A presidential referendum or early election in spring 2017?
Exactly three months after the bloody military coup attempt of July 15, the aftermath of which saw the winds of political reconciliation and understanding blowing, Turkey has returned to its high degree of polarization. As before, one of the main issues is President Tayyip Erdoğan’s bid to force a shift from the parliamentary system to an executive presidential system with fewer checks and balances.
Speaking in the Central Anatolian city of Konya on Oct. 14, Erdoğan said the problem was not himself, but rather his governing style. “I want to get the job done as quickly as possible,” he said, referring to his earlier comments that he hated being “delayed” as the head of the executive body by parliament or the judiciary.
“Let’s change the constitution. Let’s take it to the people,” Prime Minister Binali Yıldırım said on the same day in the Western city of İzmir.
The debate was heated up again earlier this week when Nationalist Movement Party (MHP) head Devlet Bahçeli suggested that the ruling Justice and Development Party (AK Parti) should bring its constitutional draft to parliament without delay and go to a referendum if it could secure the necessary number of votes. Any constitutional amendment can be approved if two-thirds of parliament votes for it, (367 votes out of the total 550 seats). In order for the amendment to be taken to a referendum, three-fifths (330 votes) are needed. The AK Parti has 317 seats in parliament, so it needs support from the other parties to make any changes or take them to a referendum.
Because of this, Erdoğan and the AK Parti got excited after Bahçeli, the head of a party with 40 seats in parliament, came up with the idea. PM Yıldırım welcomed the remark and said the government would bring a draft to parliament as soon as possible.
Bahçeli’s remarks have been slammed by the two other opposition parties. Social democratic main opposition Republican People’s Party (CHP) head Kemal Kılıçdaroğlu claimed that the MHP had made a secret deal with the AK Parti in an anti-democratic move. Kurdish problem-focused Peoples’ Democratic Party (HDP) Deputy Chair İdris Baluken said the AK Parti and the MHP were both trying to drag Turkey to a dictatorship.
Upon the reactions, MHP spokesman Ercan Akçay said Bahçeli’s words had been misunderstood. He stressed that Bahçeli did not say the MHP would support the presidential system, and was in fact in favor of strengthening Turkey’s parliamentary system.
But the genie now seems to be out of the bottle.
Mustafa Şentop, the head of parliament’s Constitutional Commission and a senior AK Parti figure, said a referendum could be possible in the spring of 2017. Justice Minister Bekir Bozdağ said that “if the MHP agreed” they could change Turkey’s administrative regime together in early 2017.
On the other hand, there are reports from the CHP backstage claiming that Kılıçdaroğlu has asked his deputies to get ready for an early election around April 2017.

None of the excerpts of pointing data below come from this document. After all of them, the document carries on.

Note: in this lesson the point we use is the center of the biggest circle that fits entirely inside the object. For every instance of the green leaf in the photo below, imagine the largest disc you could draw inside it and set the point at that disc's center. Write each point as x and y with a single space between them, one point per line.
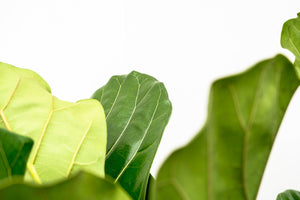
137 110
82 186
226 160
290 39
289 195
14 152
67 136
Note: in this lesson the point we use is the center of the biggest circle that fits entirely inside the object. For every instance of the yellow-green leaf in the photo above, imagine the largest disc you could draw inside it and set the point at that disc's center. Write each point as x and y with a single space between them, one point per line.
67 136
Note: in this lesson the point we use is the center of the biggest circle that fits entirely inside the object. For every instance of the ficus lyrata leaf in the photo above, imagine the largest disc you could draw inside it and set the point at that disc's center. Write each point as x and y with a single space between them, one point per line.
290 39
14 152
226 160
289 195
81 186
137 111
67 136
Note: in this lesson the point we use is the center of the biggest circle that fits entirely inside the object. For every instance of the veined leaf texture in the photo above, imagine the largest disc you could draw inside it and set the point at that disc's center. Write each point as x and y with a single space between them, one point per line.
67 136
137 111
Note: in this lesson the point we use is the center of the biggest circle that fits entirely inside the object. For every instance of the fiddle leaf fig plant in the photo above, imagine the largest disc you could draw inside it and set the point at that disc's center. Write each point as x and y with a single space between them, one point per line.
140 105
103 147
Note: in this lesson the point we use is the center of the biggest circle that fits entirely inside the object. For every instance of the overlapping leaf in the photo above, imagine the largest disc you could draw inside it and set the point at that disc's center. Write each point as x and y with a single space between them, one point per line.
82 186
67 136
227 158
14 152
137 110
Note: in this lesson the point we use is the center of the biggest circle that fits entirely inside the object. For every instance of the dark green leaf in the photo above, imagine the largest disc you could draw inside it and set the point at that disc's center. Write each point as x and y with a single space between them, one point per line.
137 110
82 186
227 158
14 152
289 195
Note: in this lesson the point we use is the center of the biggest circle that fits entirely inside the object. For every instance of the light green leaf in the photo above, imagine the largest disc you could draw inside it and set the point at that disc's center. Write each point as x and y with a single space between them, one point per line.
289 195
290 39
137 111
82 186
14 152
67 136
226 160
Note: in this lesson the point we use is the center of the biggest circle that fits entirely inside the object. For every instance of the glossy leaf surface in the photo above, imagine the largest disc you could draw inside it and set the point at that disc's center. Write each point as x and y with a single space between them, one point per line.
137 110
226 160
14 152
67 136
289 195
82 186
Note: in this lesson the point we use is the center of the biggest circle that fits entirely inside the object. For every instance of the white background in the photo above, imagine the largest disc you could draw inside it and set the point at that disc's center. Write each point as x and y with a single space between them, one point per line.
77 45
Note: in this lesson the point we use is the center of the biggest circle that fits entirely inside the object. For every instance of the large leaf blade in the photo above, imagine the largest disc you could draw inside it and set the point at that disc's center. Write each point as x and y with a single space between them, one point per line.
14 152
68 136
137 110
82 186
227 158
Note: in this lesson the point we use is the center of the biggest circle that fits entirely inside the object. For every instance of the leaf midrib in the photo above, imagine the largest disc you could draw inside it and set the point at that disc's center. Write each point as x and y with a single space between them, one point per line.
30 165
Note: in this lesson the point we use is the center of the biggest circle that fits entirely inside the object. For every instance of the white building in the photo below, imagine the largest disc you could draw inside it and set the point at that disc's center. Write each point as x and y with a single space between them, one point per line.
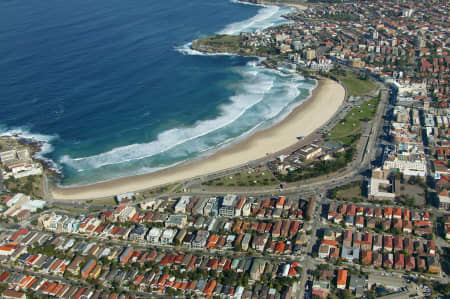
181 205
154 234
228 204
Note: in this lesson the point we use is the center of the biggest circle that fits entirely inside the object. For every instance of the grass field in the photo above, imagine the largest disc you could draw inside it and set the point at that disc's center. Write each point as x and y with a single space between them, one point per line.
356 86
351 125
250 177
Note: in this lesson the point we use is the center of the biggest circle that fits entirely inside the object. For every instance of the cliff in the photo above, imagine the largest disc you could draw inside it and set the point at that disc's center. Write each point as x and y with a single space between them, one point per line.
232 44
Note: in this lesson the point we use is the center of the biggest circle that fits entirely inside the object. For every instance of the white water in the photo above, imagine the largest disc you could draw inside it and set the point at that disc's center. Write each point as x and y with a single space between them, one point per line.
261 97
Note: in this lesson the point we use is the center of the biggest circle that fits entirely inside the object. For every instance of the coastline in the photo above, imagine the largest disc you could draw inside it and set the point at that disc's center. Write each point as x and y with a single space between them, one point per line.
325 100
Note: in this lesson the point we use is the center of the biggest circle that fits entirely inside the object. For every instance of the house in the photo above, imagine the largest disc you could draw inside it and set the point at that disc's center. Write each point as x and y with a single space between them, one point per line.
398 243
366 257
126 255
350 253
377 242
359 221
348 237
399 259
227 206
12 294
388 260
410 263
342 279
181 205
90 265
433 265
357 285
387 243
324 251
257 269
377 259
389 282
431 248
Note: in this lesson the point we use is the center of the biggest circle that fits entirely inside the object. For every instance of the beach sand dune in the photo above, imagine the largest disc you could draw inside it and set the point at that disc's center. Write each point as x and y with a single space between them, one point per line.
304 120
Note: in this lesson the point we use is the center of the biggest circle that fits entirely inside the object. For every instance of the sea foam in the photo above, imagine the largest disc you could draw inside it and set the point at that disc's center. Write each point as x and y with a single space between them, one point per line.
43 140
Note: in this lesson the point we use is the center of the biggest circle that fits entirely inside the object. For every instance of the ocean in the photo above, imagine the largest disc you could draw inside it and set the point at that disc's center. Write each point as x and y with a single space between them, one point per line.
112 89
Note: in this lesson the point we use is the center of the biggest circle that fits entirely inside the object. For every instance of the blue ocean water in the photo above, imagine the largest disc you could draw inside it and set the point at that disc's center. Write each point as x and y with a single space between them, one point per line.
112 88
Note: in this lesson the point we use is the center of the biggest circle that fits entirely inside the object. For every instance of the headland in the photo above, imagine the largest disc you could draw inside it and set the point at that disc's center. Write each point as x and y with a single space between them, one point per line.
311 115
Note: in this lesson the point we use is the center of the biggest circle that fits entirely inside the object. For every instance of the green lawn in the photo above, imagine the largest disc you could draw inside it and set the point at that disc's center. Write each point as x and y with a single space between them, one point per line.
356 86
347 130
254 177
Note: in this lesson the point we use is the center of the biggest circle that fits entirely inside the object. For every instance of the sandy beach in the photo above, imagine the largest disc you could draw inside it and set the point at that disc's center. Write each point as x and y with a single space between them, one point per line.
304 120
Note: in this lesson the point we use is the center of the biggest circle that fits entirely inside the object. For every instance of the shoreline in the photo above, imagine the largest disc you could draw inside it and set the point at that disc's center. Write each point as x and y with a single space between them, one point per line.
304 120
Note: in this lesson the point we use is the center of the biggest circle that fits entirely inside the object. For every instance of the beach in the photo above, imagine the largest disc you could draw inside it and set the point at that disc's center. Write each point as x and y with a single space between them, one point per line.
325 100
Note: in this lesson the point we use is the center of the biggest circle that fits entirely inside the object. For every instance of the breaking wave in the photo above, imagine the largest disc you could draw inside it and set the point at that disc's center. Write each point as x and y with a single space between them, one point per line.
44 141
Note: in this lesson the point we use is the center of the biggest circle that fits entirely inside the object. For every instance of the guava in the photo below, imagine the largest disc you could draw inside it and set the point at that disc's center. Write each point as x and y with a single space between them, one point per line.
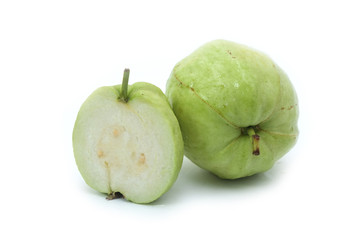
237 109
127 141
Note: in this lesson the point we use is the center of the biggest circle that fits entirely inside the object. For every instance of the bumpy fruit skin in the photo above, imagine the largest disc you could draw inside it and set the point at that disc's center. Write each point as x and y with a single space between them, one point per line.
219 92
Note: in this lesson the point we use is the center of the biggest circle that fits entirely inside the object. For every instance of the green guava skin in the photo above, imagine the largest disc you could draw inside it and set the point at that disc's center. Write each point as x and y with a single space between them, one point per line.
224 89
157 103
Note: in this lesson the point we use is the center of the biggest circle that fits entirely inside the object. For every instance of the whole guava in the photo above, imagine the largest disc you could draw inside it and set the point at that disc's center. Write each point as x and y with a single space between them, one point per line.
236 108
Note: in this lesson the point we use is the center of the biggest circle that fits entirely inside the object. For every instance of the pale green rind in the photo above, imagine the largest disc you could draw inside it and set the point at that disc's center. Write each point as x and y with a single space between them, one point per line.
232 78
222 87
138 93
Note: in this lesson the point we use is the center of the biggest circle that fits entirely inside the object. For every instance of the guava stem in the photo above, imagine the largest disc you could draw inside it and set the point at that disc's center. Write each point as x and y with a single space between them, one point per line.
255 139
124 85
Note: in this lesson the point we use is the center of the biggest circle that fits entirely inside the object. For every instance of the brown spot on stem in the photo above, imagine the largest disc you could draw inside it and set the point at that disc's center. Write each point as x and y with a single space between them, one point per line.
115 132
142 159
256 148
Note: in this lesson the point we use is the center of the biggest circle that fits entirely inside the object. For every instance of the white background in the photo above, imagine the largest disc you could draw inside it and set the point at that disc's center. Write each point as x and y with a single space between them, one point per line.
53 54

There are also reports that the Supreme Election Boards (YSK) has been preparing for the printing of ballots, though there are no details on whether these reported ballots are for an election or a referendum.
According to whispers in Ankara - based on Yıldırım’s recent claim that there is not even one name in the AK Parti with links to the U.S.-resident Islamist preacher Fethullah Gülen, accused of being behind the July 15 coup attempt - an early election could give Erdoğan and Yıldırım the opportunity to silently oust names with suspected links to Gülen, freeing them of any political headaches caused by prosecutions. In fact, that applies to all parties.
It is still not clear how these developments will unfold. But this may become clearer after the AK Parti’s consultative conference to be held in the Central Anatolian city of Afyon on Oct. 21-23.